Il est minuit et le rituel n’a pas eu lieu.

Alors que la garde – attirée par l’incendie de l’entrepôt – arrive, décompte les dégâts et les cadavres et projette d’arrêter tout le monde, une voix désincarnée s’élève « Gidééééééooooon ? Où est mon portail, Gidéon ? Tu m’avais promis un portail, Gidéon. REVIEEEEENS-MOI ! » - et le cadavre en miette de Gidéon disparait, happé par une main gigantesque qui sort un bref instant du cercle d’incantation avant de disparaitre.


Ainsi se dissipe l’Ombre qui planait sur Bögenhafen


 

*…Grande séquence de combat dans un entrepot qui brûle ou TOUT LE MONDE faisait des jets de merde, avec les règles de la V1 où un jet raté = une tape dans le vide, il était 2h du matin, un soir de canicule, c’est le fun ! Faut que j'en fasse un dessin !


 

vendredi 17 février 2023

Marktag 2 Pflugzeit 2512 - enquête chez les marchands de Bögenhafen

Le magistrat est hors d’état d’ordonner une enquête ou d’instruire un procès, et ce après avoir rencontré Johannes Teugen – dont le frère est mort jadis d’une maladie similaire. Teugen fait certainement partie du complot mais est une cible beaucoup trop dangereuse.

Friedrich Magirius de l’autre coté semble totalement inoffensif. Peut-être même trop inoffensif pour son propre bien. Soit il s’agit du meilleur comédien au monde, soit il pense très honnêtement faire partie d’une organisation charitable et n’a aucune idée des autres activités de son cercle.

Reste la piste du marchand Franz Steinhäger qu’on a vu jeter négligemment un papier signé de la main de Teugen (annonçant que tout était prêt et qui donnait rendez-vous à la fin de la foire), dont les bureaux se trouvent au-dessus de la cave secrète, dont le mouchoir a été retrouvé dans le temple et dont il s’agit maintenant de parvenir à tirer quelques renseignements !

Franz Steinhäger est un homme très occupé et il n’est pas possible d’obtenir un rendez-vous d’affaire de façon impromptue quand on ne figure pas déjà dans son carnet d’adresse et qu’on est attifé de façon banale… Cependant Heinrich, le frère de Franz, entend la plaidoirie de Albi et décide de faire entrer celui-ci et son compagnon Gerolf von Kerkher dans son propre bureau. Heinrich ne respire pas la joie de vivre, quelque chose l’a rendu fort amer et désabusé. Albi et Gerolf se présentent comme des marchands en quête de partenaires à Bögenhafen et pose diverses questions sur la santé financière de la famille. Ils apprennent ainsi que les Steinhäger possèdent différents entrepôts, dont celui où le cadavre du gobelin en fuite aurait été retrouvé : l’entrepôt n° 4.

L’entrepôt n° 4 est l’un des nombreuses halles de bois qui s’ouvrent sur les quais de Bögenhafen et où sont entreposées les marchandises trop encombrantes ou pas assez précieuses pour être stockées dans les locaux marchands en ville. Le groupe pressent qu’il s’agit du lieu du rituel et décide d’aller enquêter dessus ou plutôt dedans. Mais sur place, un gardien et son chien leur interdise l’entrée. Reubke pose quelques questions de pures formes et tourne les talons après s’être vu confirmer qu’il s’agit bien de l’entrepôt n°4.

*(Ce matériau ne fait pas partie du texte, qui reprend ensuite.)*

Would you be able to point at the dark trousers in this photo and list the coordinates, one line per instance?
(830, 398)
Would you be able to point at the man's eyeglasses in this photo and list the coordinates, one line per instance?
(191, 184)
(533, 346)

- MAIS CE SONT MES MATELOTS !?"

Lorsqu’ils s’engagent sur la Hafen Strasse, les aventuriers sont rattrapé par Joseph Quartijn qui les salue avec entrain, beaucoup plus souriant que la soirée précédente, lorsque Morrslieb luisant au-dessus de la cité. Il s’en va rendre visite à son contact Hieronymus Ruggbrauder, d’une grosse famille marchande également, afin de discuter de futurs contrats de transport et proposent à ses amis de l’accompagner, et ensuite prendre un verre ensemble à la foire ? Les aventuriers acceptent, c’est là l’occasion de faire connaissance avec un autre notable de la ville.

Arrivé sur la place de l’Hôtel de Ville, les aventuriers ont à nouveau la sensation désagréable d’être épiés. Quelques coups d’œil discrets le confirment : un étudiant les observe avec un sourire cynique. Albi Piedfané n’y tient plus ! Les démons, c’est une chose, mais les Grands qui se paient sa tête, non. Albi, Halfelin de son état, voleur de bétail de sa profession, décide de renouer avec sa vocation initiale et de se saisir du taureau par les cornes. …bon, du bélier peut-être. Il s’écarte de ses compagnons et fait un très large détour sur la place, profitant de la foule de badaud pour se dissimuler à la vue de leur poursuivant et se positionner dans son dos. Ensuite, il se rapproche doucement, filant le fileur, et lorsqu’il se trouve tout proche, lui colle la pointe de sa dague dans les reins et lui souffle

- un mot, un geste t'est mort ! Avance on a des questions !"

- Je suis mort, vraiment ? Et si je hurle à l’agression, plutôt, tu vas faire quoi ?" s’esclaffe l’étudiant, nullement décontenancé.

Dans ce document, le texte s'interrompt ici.